Wednesday, June 24, 2009
AFP - Wednesday, June 24KABUL (AFP) - - Three German soldiers were killed in Afghanistan Tuesday when their armoured vehicle was in an accident as they left a firefight with insurgents, NATO and Afghan officials said.
The soldiers had come under attack near the northern town of Kunduz while they were on an operation with Afghan police and intelligence agents, the provincial governor said.
They had been ambushed by Taliban but the exchange of fire caused no casualties, said the governor, Mohammad Omar.
On leaving the area, a German armoured vehicle had become stuck in a stream and could not be extracted, he said, without making it clear how the soldiers had died.
The NATO-led International Security Assistance Force (ISAF), under which about 3,700 German troops serve, also said the troops had died in an accident.
"They were involved in an incident with insurgents but the cause of death was after that," ISAF spokesman Lieutenant Commander Chris Hall told AFP.

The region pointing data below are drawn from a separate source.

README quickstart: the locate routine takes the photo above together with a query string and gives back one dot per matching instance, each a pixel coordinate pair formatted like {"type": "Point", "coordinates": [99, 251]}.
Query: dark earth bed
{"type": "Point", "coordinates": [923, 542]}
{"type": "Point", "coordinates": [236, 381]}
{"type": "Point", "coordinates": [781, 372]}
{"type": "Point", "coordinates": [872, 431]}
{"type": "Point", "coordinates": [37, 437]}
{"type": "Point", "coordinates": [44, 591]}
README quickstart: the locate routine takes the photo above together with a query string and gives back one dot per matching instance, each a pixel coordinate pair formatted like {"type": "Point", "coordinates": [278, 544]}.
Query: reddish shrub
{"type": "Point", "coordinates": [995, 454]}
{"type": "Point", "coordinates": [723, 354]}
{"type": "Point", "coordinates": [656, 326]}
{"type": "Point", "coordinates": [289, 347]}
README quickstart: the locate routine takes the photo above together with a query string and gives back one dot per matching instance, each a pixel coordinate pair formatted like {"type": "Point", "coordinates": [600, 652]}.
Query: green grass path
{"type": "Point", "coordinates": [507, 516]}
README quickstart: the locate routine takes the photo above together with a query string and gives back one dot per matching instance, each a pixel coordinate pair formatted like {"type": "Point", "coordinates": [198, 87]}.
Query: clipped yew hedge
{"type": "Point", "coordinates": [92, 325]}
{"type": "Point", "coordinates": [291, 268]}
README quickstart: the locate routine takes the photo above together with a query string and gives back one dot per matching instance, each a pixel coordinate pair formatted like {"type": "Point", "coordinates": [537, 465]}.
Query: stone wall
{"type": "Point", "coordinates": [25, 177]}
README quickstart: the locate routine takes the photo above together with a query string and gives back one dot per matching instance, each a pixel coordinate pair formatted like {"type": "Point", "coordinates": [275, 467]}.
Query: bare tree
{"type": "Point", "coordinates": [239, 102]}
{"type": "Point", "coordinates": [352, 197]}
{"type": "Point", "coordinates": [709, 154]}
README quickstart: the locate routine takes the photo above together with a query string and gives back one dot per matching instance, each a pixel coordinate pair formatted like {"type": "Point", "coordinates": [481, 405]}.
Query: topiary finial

"They had left the scene and their vehicle was involved in a rollover and they died."
An ISAF statement said separately they were killed in a "vehicle accident".
German Defence Minister Franz Josef Jung said in a statement released in Berlin that the soldiers were conducting a joint operation with Afghan forces when they came under attack at about midday from handguns and anti-tank fire.
The men fired back and requested air support and reinforcements, the defence ministry said, adding that the operation was ongoing.
A spokesman for the radical insurgent Taliban told AFP the militia was responsible for deaths and claimed that several German soldiers were killed and two vehicles were destroyed.
The group often exaggerates the outcome of incidents.
The German contribution to ISAF is the third largest after the United States and Britain.
Most of the troops are based in Mazar-i-Sharif and Kunduz, perhaps the most volatile part of northern Afghanistan which has seen a series of Taliban attacks in recent weeks.
Since 2002, 35 German troops have died in Afghanistan and the mission is highly unpopular in Germany. It is set to be an issue in the campaign for general elections on September 27.
The deterioration in security in the north has prompted Chancellor Angela Merkel's government in 2008 to boost the number of German troops to up to 4,400 ahead of Afghanistan's presidential elections in August.
Before Tuesday's accident, about 149 international soldiers had lost their lives in Afghanistan this year, according to the icasualties.org site that monitors the conflict in Afghanistan and Iraq.
Most of the troops killed in attacks die in insurgent bombings, military officials say.
The insurgents have stepped up their use of bombs in recent weeks with deadly roadside blasts and suicide attacks reported nearly every day.